Roughly 13 feet in length, the rocket’s mission is to carry its load which will deploy a beacon after landing, then fly away and land safely somewhere else.
Team leader Mateus Pinheiro, a fifth-year aerospace engineering major, said the team worked hard this year and he has high hopes it will do well in the competition.
“So far, everyone is really qualified this year,” Pinheiro said. “Everything was properly done, and the numbers and the math make sense.”
According to the NSL handbook, rockets must finish landing within 90 seconds of reaching the highest altitude and land safely. The teams will then activate a trigger to deploy a remote-controlled unmanned aerial vehicle (UAV). Then, teams could predict the radius of where the UAV could’ve landed and retrieve it with a GPS system.
The team has a small workshop filled with cardboard box towers in Building 13, where team members work at least four hours per week.
Pinheiro said it can be hard to maintain a work-life balance, but everyone works hard, especially since it’s so close to competition time. Chris Hamilton, a third-year aerospace engineering major and lead aerodynamics engineer for the rocketry team, put together a GPS system the team will use to locate the beacon after it deploys from the payload.
“It’s like a Lego kit for adults,” Hamilton said.
Other team members include fourth-year aerospace engineering major Ryan Yanagi, who is the lead payload engineer, second-year aerospace engineering major and lead outreach Khoa Vo, and third-year aerospace engineering major and lead safety specialist Christen Slag. Part of the requirements to participate in the competition includes outreach. Team members go to neighboring schools and give presentations to inspire young students to pursue careers in STEM (science, technology, engineering and math).
“We bring rockets to school and kids can handle them and hopefully feel inspired to become engineers and future scientists,” Vo said.
Pinheiro said most of the funding for the project comes from outside sponsors, such as Click Bond, Inc.
“We fronted the money for everything first,” Pinheiro said.
The team tested the rocket at the Friends of Amateur Rocketry (FAR) site in Randsburg, California.
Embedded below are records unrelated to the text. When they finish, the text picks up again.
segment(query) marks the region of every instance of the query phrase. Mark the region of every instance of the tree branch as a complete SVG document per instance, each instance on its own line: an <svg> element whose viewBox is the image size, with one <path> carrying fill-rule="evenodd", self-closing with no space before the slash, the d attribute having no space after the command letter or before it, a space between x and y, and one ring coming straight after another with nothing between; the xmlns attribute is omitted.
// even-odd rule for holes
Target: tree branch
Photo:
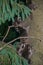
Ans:
<svg viewBox="0 0 43 65"><path fill-rule="evenodd" d="M1 47L0 48L0 51L3 49L3 48L5 48L8 44L11 44L11 43L13 43L13 42L15 42L16 40L18 40L18 39L23 39L23 38L35 38L34 36L30 36L30 37L18 37L18 38L16 38L16 39L13 39L12 41L10 41L10 42L8 42L8 43L6 43L3 47ZM35 39L37 39L37 40L40 40L39 38L35 38Z"/></svg>
<svg viewBox="0 0 43 65"><path fill-rule="evenodd" d="M8 26L7 33L6 33L6 35L4 36L4 38L2 39L2 42L4 42L5 38L7 37L8 33L9 33L9 31L10 31L10 28L12 28L12 27L14 27L14 25Z"/></svg>

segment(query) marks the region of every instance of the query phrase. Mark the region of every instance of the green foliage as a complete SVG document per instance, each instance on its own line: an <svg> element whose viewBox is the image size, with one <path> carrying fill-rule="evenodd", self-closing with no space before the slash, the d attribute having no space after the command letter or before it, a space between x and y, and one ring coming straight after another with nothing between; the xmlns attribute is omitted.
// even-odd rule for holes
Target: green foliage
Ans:
<svg viewBox="0 0 43 65"><path fill-rule="evenodd" d="M17 0L0 0L0 24L6 20L14 22L17 15L24 21L31 14L31 10L23 4L17 3Z"/></svg>
<svg viewBox="0 0 43 65"><path fill-rule="evenodd" d="M3 45L0 43L0 47ZM28 61L20 57L13 46L7 45L0 51L0 65L28 65Z"/></svg>

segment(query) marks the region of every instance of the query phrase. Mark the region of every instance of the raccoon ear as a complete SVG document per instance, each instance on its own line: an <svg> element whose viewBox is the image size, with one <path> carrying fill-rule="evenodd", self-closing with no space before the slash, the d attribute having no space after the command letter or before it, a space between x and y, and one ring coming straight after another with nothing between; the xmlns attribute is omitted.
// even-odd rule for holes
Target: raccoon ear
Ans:
<svg viewBox="0 0 43 65"><path fill-rule="evenodd" d="M27 26L27 27L26 27L27 33L29 32L29 29L30 29L30 26Z"/></svg>

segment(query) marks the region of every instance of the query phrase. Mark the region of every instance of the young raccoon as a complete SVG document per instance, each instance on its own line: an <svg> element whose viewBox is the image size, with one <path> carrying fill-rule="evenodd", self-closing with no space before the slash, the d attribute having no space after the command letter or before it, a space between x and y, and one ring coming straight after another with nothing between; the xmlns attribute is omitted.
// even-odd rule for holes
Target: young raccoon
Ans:
<svg viewBox="0 0 43 65"><path fill-rule="evenodd" d="M32 48L29 44L21 44L17 51L20 56L28 60L29 64L31 63Z"/></svg>

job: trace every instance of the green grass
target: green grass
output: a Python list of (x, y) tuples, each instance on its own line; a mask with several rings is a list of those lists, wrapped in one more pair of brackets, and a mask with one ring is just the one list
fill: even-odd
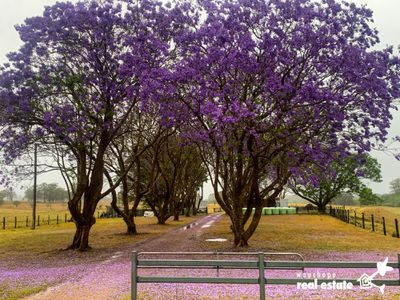
[(23, 297), (33, 295), (42, 292), (48, 288), (47, 285), (35, 286), (35, 287), (21, 287), (18, 289), (8, 288), (7, 283), (0, 284), (0, 295), (7, 300), (17, 300)]
[[(126, 235), (126, 226), (121, 218), (98, 219), (91, 230), (90, 245), (95, 251), (83, 255), (87, 259), (100, 258), (113, 249), (132, 246), (134, 243), (162, 234), (174, 227), (182, 226), (195, 217), (182, 217), (181, 221), (170, 221), (166, 225), (157, 225), (155, 217), (135, 218), (138, 235)], [(0, 261), (22, 258), (29, 261), (38, 257), (62, 257), (65, 249), (72, 242), (75, 225), (71, 222), (59, 225), (0, 230)], [(100, 256), (99, 256), (100, 255)], [(80, 257), (77, 255), (77, 257)]]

Tests weren’t always successful though. Pinheiro said they lost a part of the rocket 4 miles out into the desert and Juan Velazquez, a fourth-year mechanical engineering major and lead structural engineer, had to go out at night to retrieve it. The competition is on April 6 and the team will have to drive to Alabama to transport individual parts of the rocket and assemble it there for the competition.